Nie róbcie mu krzywdy
Filip Skrońc
Wyd. Czarne, 2020

Według szamanów każda część ciała albinosa ma jakąś wartość. Dlatego nawet po makabrycznej śmierci szczątki zamordowanego muszą być chowane w tajemnicy. 

Zwykle grób zalewa się betonem, by zabezpieczyć go przed dewastacją. Szczególnie pożądane są włosy, języki, genitalia, oczy, skóra, krew i kości. Największą moc mają ponoć kończyny. (artykuł Weroniki Kostyra: Dla albinosów w Afryce gorsza niż palące słońce jest wiara w czarną magię…[https://viva.pl/ludzie/newsy/albinizm-w-afryce-albinosi-sa-przesladowani-z-ich-cial-robi-sie-amulety-31127-r3/)].

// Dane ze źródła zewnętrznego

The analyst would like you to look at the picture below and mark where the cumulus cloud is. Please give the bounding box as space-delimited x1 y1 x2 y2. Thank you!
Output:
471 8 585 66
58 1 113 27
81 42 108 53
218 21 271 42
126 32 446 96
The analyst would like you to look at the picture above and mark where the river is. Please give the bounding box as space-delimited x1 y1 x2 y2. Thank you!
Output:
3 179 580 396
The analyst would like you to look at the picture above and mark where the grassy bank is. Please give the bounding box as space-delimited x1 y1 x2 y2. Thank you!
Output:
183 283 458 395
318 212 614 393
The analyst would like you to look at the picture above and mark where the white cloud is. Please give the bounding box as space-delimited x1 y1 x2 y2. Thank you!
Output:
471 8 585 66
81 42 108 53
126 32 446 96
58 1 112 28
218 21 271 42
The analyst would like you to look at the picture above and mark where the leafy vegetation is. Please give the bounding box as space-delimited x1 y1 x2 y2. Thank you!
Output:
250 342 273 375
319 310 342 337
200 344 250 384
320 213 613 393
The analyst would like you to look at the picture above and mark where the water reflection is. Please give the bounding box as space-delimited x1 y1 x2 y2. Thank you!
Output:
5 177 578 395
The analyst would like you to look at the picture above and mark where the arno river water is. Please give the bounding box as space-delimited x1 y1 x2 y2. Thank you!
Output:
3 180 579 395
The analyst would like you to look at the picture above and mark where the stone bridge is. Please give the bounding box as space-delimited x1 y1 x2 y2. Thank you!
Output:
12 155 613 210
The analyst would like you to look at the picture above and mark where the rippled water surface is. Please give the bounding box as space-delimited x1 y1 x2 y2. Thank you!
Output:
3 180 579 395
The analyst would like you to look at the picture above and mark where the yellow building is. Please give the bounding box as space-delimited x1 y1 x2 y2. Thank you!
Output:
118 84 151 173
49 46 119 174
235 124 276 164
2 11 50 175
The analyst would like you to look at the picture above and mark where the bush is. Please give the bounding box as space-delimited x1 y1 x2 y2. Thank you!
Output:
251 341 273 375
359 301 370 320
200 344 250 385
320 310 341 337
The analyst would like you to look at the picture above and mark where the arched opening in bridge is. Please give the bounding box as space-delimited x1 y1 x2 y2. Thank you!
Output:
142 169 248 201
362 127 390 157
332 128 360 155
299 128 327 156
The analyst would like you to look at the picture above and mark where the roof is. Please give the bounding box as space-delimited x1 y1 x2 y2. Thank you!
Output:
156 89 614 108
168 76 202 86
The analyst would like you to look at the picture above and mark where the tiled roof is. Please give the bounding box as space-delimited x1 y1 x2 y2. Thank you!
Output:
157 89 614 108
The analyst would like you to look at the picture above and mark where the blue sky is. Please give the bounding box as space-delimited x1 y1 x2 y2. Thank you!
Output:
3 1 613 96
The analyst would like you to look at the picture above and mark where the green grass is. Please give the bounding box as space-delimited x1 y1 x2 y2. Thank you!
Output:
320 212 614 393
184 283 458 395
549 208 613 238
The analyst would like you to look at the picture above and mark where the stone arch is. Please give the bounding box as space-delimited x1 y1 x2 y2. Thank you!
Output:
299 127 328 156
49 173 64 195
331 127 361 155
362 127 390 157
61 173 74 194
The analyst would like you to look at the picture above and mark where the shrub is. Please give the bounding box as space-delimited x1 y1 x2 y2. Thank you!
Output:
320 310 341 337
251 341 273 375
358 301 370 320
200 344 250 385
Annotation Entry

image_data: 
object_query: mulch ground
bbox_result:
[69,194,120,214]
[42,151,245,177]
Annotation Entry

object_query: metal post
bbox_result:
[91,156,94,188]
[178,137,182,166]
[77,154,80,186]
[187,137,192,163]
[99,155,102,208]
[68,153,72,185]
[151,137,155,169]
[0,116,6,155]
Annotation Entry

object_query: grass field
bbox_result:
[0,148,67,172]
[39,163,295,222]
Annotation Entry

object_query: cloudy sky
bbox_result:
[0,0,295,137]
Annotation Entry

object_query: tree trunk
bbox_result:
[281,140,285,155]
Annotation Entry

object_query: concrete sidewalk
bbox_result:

Pewnego dnia usłyszałem, że w Tanzanii poluje się na albinosów. Z części ich ciał czarownicy mieli robić amulety i eliksiry przynoszące szczęście. Wszystko brzmiało jak straszna opowieść z dalekiego świata, ale z czasem te same historie zaczęły wypełniać szpalty gazet i akta kolejnych spraw. Odcięte ramiona, odrąbane nogi, wybite zęby. Palce, dłonie, stopy, uszy, serca, jelita, wątroby, penisy i łechtaczki – cenny był każdy, nawet najmniejszy kawałek. Przez lata słuchałem o kraju zanurzonym w czarach, o porzuconych dzieciach, kolejnych atakach, morderstwach i rozkopanych grobach. W końcu stwierdziłem, że polecę do Dar es Salaam, by spróbować zrozumieć to, co przeraża. Byłem pewien, że na miejscu będę rozmawiać o polowaniach i wierze w magiczną moc ciał albinosów. Szybko jednak okazało się, że w tych rozmowach strach przed okaleczeniem czy śmiercią praktycznie się nie pojawia.

Filip Skrońc

W XXI wieku ludzie wciąż polują na ludzi. Odrąbują im ręce i nogi tylko dlatego, że szamani wmówili im, że z części ciał albinosów można produkować magiczne eliksiry i amulety. Ta książka to niezwykłe świadectwo łamania praw człowieka w Tanzanii i krajach Afryki Wschodniej, gdzie osoby z albinizmem żyją w ciągłym zagrożeniu życia. Filip Skrońc przez lata dokumentował kolejne przypadki ataków, dociekał przyczyn tkwiących zarówno w historii afrykańskiego kontynentu, jak i w ludzkich głowach. Opisał to jako świetny reporter i wrażliwy na krzywdę innych człowiek. Nie wiedząc o sobie nawzajem, przez kilka lat podążaliśmy swoimi śladami we wspólnym celu – nagłośnienia tego, że inność nie może być dłużej powodem napiętnowania. Bo to książka nie tylko o albinizmie w Afryce. To opowieść o tym, jak jedni wywyższają się nad drugich, i o tym, że nie możemy pozostać obojętni.